Even the volume rocker and power/lock button feel surprisingly sturdy and resilient, as do the built-in covers for the Sim and microSD card slots. It’s these little touches, along with the 1 024×600-pixel display (which is far better than the 800×480-pixel displays often found on budget 7-inchers), that make the MediaPad 7 appear to be a higher-end device than it is. Turn the tablet on, and the illusion quickly dissipates.

The MediaPad 7 is slow — painfully so. Sometimes something as simple as changing the display orientation can induce shudders and flickers on the display as the 1,2GHz processor struggles to keep up.

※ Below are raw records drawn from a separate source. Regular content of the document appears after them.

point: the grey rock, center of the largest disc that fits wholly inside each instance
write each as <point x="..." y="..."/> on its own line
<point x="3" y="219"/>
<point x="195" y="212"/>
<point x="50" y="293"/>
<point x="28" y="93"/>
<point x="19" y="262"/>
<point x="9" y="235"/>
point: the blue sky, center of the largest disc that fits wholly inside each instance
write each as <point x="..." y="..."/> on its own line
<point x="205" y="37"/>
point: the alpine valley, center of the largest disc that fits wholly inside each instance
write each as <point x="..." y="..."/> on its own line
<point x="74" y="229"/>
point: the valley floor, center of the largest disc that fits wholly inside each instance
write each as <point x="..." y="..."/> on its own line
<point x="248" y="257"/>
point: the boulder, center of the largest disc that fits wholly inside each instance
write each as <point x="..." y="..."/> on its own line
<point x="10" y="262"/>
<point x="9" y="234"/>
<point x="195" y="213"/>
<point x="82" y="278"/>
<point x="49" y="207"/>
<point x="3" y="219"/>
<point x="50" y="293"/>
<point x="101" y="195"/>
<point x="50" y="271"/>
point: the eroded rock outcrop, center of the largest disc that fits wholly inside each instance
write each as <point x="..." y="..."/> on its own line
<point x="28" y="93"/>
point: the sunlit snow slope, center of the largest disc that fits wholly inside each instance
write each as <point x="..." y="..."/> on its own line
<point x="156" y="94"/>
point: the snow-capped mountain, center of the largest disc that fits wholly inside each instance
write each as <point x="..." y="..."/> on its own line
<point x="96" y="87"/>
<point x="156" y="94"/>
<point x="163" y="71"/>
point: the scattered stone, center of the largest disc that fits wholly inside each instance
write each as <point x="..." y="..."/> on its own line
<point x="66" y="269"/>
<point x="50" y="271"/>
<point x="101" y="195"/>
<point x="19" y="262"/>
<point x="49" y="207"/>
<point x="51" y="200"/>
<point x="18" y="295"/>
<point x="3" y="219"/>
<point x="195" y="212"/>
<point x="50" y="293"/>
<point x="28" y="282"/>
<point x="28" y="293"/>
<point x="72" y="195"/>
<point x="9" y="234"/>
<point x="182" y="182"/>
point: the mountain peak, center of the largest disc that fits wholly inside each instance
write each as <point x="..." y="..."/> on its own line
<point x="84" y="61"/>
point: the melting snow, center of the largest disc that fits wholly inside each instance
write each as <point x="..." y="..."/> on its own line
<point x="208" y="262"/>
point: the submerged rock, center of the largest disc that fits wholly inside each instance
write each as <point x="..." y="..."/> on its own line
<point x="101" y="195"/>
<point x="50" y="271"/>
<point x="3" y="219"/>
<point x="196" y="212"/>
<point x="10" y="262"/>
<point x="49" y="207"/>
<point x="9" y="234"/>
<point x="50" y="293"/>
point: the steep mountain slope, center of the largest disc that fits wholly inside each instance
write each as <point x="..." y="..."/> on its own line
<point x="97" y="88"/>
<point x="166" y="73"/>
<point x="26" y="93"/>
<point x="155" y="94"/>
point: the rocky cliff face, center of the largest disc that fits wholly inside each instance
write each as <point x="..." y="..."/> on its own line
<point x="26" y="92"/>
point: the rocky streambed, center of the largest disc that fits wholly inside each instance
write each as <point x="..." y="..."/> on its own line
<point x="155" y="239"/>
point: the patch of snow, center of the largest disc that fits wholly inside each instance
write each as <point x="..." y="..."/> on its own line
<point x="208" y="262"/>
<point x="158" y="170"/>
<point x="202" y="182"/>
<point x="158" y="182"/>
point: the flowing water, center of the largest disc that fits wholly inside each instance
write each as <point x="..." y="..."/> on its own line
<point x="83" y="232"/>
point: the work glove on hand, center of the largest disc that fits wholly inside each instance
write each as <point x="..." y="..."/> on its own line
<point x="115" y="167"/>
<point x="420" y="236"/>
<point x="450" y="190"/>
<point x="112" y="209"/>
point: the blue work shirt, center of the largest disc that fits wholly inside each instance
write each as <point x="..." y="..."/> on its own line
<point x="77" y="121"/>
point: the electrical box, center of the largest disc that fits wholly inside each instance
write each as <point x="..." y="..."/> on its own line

Data-intensive websites generate similar problems, and running multiple custom bobbleheads simultaneously only compounds the problem.

Of course, one has to make concessions for budget devices, which is why it seems unreasonable to complain about the poor quality of images from the 3,2-megapixel rear camera or the 0,3-megapixel front-facing one, or to be too scathing about the 8GB of internal storage (expandable to 32GB via microSD card).

However, given how integral processor speed is to user experience, it seems like a corner not worth cutting. Similarly, poor battery life is sure to leave users frustrated.

Left fully charged and inactive for a day, the MediaPad 7’s 4 100mAh battery lost almost 60% of its charge. In use, half an hour of browsing using Wi-Fi wiped out 10%. In heavy use, the MediaPad won’t even make it through four hours. Slow performance may be tolerable; a rubbish battery isn’t.